Just as a handle helps you grasp something with your hand, I define a Mindle (first syllable rhymes with 'mind') as the analogous concept for the mind. In this section I will present five fundamental Mindles for grasping various aspects of uncertainty. Although you may have been exposed to these concepts in the past, they were likely cloaked in Steam Era anachronisms such as VARIANCE or STANDARD DEVIATION."

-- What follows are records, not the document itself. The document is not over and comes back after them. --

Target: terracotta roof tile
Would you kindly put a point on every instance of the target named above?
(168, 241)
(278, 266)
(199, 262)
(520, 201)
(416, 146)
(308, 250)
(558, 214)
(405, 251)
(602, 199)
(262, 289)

After the jump, my review.

Grade: B-

The excerpt above reads a little like a late night television infomercial. That's the bad news about this book. Sam Savage is selling something: his book, his consulting services, his claim to be revolutionizing business planning with his purported brainchild, Probability Management. Hardly a chapter goes by without him sounding a little like a huckster for his system and its supporting Microsoft Excel plug-ins.

The problem is not that he's selling snake oil. He's not. It's that what he's selling isn't all that new. As Savage himself admits, "the Strong Form of the Flaw of Averages isn't news to mathematicians. They have known it for over a century as JENSEN's INEQUALITY. Of course, with a name like that, no wonder no one else has heard of it." Savage dismisses centuries of mathematical theory as "Steam Era Statistics." He demeans it by questioning its motives: "In Steam Era Statistics, distributions were often represented as smooth curves instead of bar graphs. This just gives statistics professors an excuse to slip CALCULUS into their courses, as if you weren't bored and confused enough already."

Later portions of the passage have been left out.